(Cass. Com. 8 juillet 2026, n° 379 FS-B, pourvoi n° K 25-13.219)

On sait que l’article 784 du CGI impose à l’héritier, donataire ou légataire de rapporter fiscalement les donations reçues depuis moins de 15 ans pour le calcul des Droits de Mutation à Titre Gratuit (DMTG) lors d’une transmission ultérieure.

La question posée à notre juge suprême était simple : lorsqu’un héritier renonce à la succession de son auteur et laisse ses enfants hériter à sa place, les droits de succession dus par ces derniers doivent-ils tenir compte des donations reçues par leur parent renonçant depuis moins de 15 ans ?

L’administration fiscale, suivie par la cour d’appel de Paris, avait répondu par l’affirmative et donc rehaussé les DMTG des petits-enfants du défunt en intégrant dans leur barème les donations qu’avait reçues leur mère au cours des 15 dernières années.

Au visa les articles 751 et 805 du Code Civil et 784 et 777 du Code Général des Impôts, la chambre commerciale de la Cour de cassation donne gain de cause aux petits-enfants sur le fondement d’un raisonnement d’une parfaite rigueur juridique.

Premier temps : conformément à l’article 751, la représentation est une fiction juridique qui a pour effet d’appeler à la succession les représentants (les petits-enfants du défunt) aux droits du représenté (l’enfant du défunt).

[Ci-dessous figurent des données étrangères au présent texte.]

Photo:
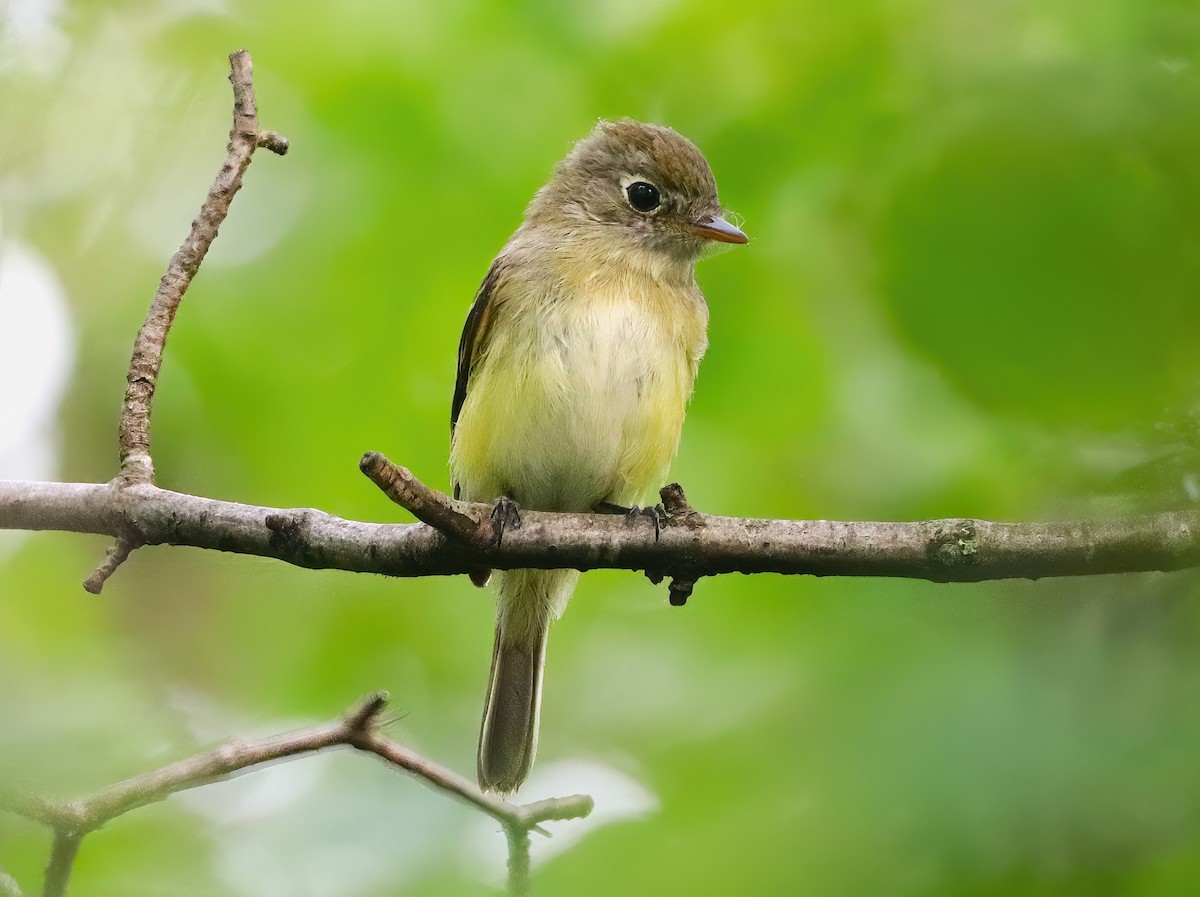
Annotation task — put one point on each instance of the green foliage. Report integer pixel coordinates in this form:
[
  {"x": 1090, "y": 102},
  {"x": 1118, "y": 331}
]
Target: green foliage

Deuxième temps : il résulte de l’article 805 que l’héritier qui renonce est censé n’avoir jamais hérité.

Conclusion : les représentants d’un héritier renonçant n’ont pas la qualité de donataire, héritier ou légataire du défunt. Ils doivent donc être imposés personnellement (c’est le mot important) d’après leur lien de parenté avec celui-ci, sans que puisse leur être opposées les donations antérieures reçues par leur auteur représenté. Exit donc l’obligation au rapport fiscal de l’article 784 du CGI.

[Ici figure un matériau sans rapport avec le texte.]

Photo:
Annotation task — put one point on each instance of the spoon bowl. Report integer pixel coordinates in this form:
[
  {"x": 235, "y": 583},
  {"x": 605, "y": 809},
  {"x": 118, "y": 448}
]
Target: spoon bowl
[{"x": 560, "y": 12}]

Cette décision ouvre une ultime optimisation fiscale en matière de DMTG. Ultime car intervenant après le décès, lors de la souscription de la déclaration de succession. Lorsque l’héritier naturel (l’enfant du défunt) aura été suffisamment gratifié par ce dernier, il pourra en toute sécurité considérer l’intérêt de renoncer à la succession de son auteur pour laisser ses propres enfants hériter à sa place. Non seulement cela permettra, pour les biens concernés, de sauter une génération, mais le poids des DMTG pourra s’en trouver sensiblement réduit pour ses enfants s’il a reçu des donations depuis moins de 15 ans.

De nouvelles stratégies d’optimisation des DMTG pourront donc être mises en oeuvre et les praticiens que nous sommes ne se priveront pas de les recommander.